MATCH (a)-[e:VOTE]->(b)
WHERE e.score >= 8
WITH a, count(DISTINCT e.year) AS years, collect(DISTINCT b.name) AS candidate, count(DISTINCT b.name) AS nb_candidate,toFloat(count(DISTINCT b.name))/ toFloat(count(DISTINCT e.year)*3) AS ratio
WHERE ratio <> 1
RETURN a.name,candidate,nb_candidate,years,ratio
ORDER BY ratio ASC

Details

MATCH (voter)-[e:VOTE]->(candidate)
WHERE e.score >= 8
WITH voter, candidate, collect(DISTINCT e.year) AS years, COUNT(DISTINCT e.year) as nb_year
RETURN voter.name,candidate.name,years
ORDER BY nb_year DESC,voter.name

The ratio shows how "diverse" the votes of a country was during the 4 sessions. Most of countries almost voted different countries each time. But a few of them doesn’t have this variety of votes, and they almost votes the same candidate.

Visualization

MATCH w WHERE w.winner = "Yes" REMOVE w:Country SET w:Winner;
MATCH (a)-[e:VOTE]->(b)
WHERE e.score >= 8
WITH a,b, count(DISTINCT e.year) AS years
WHERE years >= 2
CREATE p= (a)-[r:SIMILAR_VOTE {nb:years}]->(b)

RETURN p

12 points go to …​ Foaf:

In this query, we will try to check the mutual votes per year where the score of both votes is up to 8.

MATCH (a)-[e:VOTE]->(b),(b)-[f:VOTE]->(a)
WHERE f.year = e.year AND e.score >= 8 AND f.score >= 8
RETURN a.name,b.name,e.year,e.score,f.score
ORDER BY e.year,a.name

This result is quite detailed, we can simplify by agregating by years.

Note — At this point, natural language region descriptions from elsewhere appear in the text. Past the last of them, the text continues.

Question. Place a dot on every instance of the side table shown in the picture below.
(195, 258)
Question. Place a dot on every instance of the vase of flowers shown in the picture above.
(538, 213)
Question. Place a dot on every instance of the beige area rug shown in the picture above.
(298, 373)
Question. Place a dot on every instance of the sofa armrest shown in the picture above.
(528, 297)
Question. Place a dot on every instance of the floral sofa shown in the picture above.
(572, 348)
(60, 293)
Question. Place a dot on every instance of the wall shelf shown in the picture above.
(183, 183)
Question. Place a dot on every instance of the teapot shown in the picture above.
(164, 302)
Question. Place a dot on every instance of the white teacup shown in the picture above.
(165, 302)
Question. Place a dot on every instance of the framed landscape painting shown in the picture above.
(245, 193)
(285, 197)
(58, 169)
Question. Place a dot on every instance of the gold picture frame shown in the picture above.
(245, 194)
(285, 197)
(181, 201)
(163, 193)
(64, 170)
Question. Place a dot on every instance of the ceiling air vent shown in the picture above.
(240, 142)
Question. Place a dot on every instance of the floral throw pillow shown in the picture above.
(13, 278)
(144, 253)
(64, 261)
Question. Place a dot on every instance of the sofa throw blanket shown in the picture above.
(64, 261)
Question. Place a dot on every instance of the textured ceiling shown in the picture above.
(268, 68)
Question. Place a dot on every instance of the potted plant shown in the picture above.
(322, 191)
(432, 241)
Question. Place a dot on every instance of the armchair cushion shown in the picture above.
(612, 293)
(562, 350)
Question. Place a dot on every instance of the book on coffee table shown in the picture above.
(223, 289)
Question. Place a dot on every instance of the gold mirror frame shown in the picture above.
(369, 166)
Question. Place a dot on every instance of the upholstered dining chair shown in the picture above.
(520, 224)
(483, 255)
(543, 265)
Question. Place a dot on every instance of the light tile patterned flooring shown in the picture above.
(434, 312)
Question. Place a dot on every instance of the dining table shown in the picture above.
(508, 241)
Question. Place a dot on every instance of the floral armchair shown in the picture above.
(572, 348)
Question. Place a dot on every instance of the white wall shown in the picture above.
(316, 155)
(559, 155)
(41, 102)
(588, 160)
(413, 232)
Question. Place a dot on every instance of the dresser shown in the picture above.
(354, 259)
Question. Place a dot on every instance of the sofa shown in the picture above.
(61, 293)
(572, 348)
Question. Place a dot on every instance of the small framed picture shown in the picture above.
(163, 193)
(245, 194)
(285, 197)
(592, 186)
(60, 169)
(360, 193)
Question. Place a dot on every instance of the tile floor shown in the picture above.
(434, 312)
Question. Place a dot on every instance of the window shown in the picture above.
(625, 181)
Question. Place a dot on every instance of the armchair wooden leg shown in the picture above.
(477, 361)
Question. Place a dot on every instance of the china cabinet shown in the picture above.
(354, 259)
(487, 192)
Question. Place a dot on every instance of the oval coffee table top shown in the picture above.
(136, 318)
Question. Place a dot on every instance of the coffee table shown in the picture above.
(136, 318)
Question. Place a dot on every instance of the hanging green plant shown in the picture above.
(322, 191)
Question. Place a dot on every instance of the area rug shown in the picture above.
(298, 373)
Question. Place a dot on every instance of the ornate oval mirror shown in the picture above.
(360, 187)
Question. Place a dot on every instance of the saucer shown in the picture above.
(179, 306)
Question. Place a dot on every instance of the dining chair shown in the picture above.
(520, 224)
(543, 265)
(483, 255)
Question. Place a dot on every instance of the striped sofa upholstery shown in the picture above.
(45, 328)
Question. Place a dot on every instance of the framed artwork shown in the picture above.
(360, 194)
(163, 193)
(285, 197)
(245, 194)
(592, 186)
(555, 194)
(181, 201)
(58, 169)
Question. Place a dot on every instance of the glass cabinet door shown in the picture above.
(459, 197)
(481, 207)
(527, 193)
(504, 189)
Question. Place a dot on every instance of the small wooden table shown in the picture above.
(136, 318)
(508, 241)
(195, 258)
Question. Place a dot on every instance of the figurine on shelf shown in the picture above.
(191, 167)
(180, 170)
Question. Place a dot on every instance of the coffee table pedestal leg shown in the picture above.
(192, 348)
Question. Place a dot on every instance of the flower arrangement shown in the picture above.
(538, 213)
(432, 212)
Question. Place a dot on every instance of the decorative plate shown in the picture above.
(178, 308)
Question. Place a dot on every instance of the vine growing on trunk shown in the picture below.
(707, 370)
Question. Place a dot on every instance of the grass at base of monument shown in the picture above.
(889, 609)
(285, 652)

MATCH (a)-[e:VOTE]->(b), (b)-[f:VOTE]->(a)
WHERE f.year = e.year AND e.score >= 8 AND f.score >= 8
WITH a,b,collect(DISTINCT e.year) as years,count(DISTINCT e.year) as nb_years
RETURN a.name,b.name,years
ORDER BY nb_years DESC

It’s interesting to see that there is actually countries that are mutualing voting to each other, and for some, it appears 2 times on 4 years.

Graph of Friends

Let’s visualize the last result

MATCH w WHERE w.winner = "Yes" REMOVE w:Country SET w:Winner;
MATCH p = (a)-[e:VOTE]->(b), q = (b)-[f:VOTE]->(a)
WHERE f.year = e.year AND e.score >= 8 AND f.score >= 8

RETURN p

Interesting, some winner sounds like part of a cluster of countries. But as they are winner, they automatically behave like 'hub' in the graph. Let’s do the same graph without them.

MATCH p = (a)-[e:VOTE]->(b), q = (b)-[f:VOTE]->(a)
WHERE f.year = e.year AND e.score >= 8 AND f.score >= 8 AND a.winner <> "Yes" AND b.winner <> "Yes"

RETURN p

With or without the winner candidates, the result is same : it almost looks like the World Border Graph. So it sounds like some countries are part of a "geographical gang".

Conclusion

For sure, the investigation can be improved by more data and analysed more in details.

We can’t conclude surely that countries are organised in "gang", but we can observe some interesting singularities and distinguish some cluster of country based on geographical location.